Undang-Undang Nomor 4 Tahun 2009 tentang Pertambangan Mineral dan Batubara pasal (1) menyatakan, “mineral dan batubara sebagai sumber daya alam yang tak terbarukan merupakan kekayaan nasional yang dikuasai oleh negara untuk sebesar-besar kesejahteraan rakyat”. Dari bunyi pasal tersebut, idealnya masyarakat berhak merasakan hasil dari pengolahan tambang yang ada di Indonesia, sesuai dengan pasal 33 UUD 1945. Rakyat sudah selayaknya mendapatkan kesejahteraan dari hasil sumber daya alam yang melimpah di Indonesia.
Sebagai kekayaan alam yang dikuasai negara, pengelolaan tambang di Indonesia dijalankan oleh pemerintah, baik pemerintah pusat maupun pemerintah daerah. Hal ini sesuai dengan UU No.4 Tahun 2009 pasal (2), “Penguasaan mineral dan batubara oleh negara sebagaimana dimaksud pada ayat (1) diselenggarakan oleh Pemerintah dan/atau pemerintah daerah”.
Desentralisasi yang diwujudkan dalam otonomi daerah memberi ruang kepada pemerintah daerah untuk mengelola sumber daya alam secara otonom, sehingga memunculkan liberalisasi dalam sektor pertambangan. Daerah-daerah dengan sumber daya tambang menjadi daya tarik bagi penambang dan investor pertambangan sehingga menimbulkan permasalahan sosial, salah satunya konflik antara masyarakat lokal dengan perusahaan tambang. Seperti yang telah diungkapkan sebelumnya, bahwa pada kenyataannya pengelolaan tambang di Indonesia belum berdampak positif bagi masyarakat, justru malah menyengsarakan rakyat. Kita tentu masih ingat dengan kasus PT. Newmont Minahasa Raya, yang bermasalah dengan masyarakat Teluk Buyat, karena limbah pengolahan emas PT. Newmont Minahasa Raya dibuang dan mengendap di perairan Teluk Buyat sehingga mengakibatkan masyarakat sekitar teluk terjangkit berbagai macam penyakit.

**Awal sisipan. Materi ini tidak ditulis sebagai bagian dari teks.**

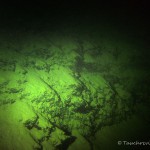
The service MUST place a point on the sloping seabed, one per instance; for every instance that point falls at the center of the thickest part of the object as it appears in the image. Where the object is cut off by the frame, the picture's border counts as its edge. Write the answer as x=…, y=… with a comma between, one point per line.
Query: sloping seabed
x=72, y=89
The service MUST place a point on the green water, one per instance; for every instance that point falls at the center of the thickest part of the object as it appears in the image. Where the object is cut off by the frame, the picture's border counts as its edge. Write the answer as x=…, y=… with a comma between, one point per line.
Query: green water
x=75, y=80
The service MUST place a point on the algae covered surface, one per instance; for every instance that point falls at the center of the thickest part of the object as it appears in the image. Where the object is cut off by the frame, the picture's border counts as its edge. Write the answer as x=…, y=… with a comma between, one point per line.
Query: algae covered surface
x=72, y=87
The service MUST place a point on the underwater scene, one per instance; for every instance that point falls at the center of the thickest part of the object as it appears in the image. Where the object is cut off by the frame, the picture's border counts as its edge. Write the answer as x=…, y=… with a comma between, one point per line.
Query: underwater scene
x=74, y=78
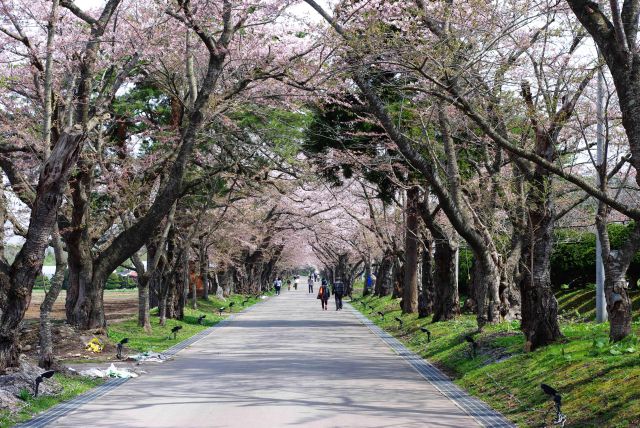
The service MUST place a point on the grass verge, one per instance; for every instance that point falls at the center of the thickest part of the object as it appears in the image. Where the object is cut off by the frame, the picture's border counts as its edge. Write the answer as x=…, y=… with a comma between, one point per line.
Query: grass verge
x=599, y=382
x=71, y=387
x=158, y=340
x=161, y=338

Selain kasus PT. Newmont, ada perusahaan tambang internasional yang juga bermasalah, yaitu PT. Freeport Indonesia. PT. Freeport telah beroperasi selama setengah abad di tanah Papua, namun apakah yang diberikan Freeport untuk rakyat Papua? hampir tidak ada. Freeport malah mengadu domba masyarakat dengan aparat keamanan seperti TNI dan POLRI dan bersikap represif terhadap mereka dengan alasan mengganggu kepentingan nasional. Di Sidoarjo ada PT. Lapindo Jaya, yang karena kelalaiannya berdampak luar biasa bagi warga Kecamatan Porong dan Tanggulangin, yang sampai saat ini belum ada langkah nyata dari pemerintah untuk menjamin ganti rugi kepada warga yang berada di peta terdampak banjir lumpur meskipun MK telah menetapkan bahwa ganti rugi dibebankan kepada Lapindo dan dijamin pemerintah.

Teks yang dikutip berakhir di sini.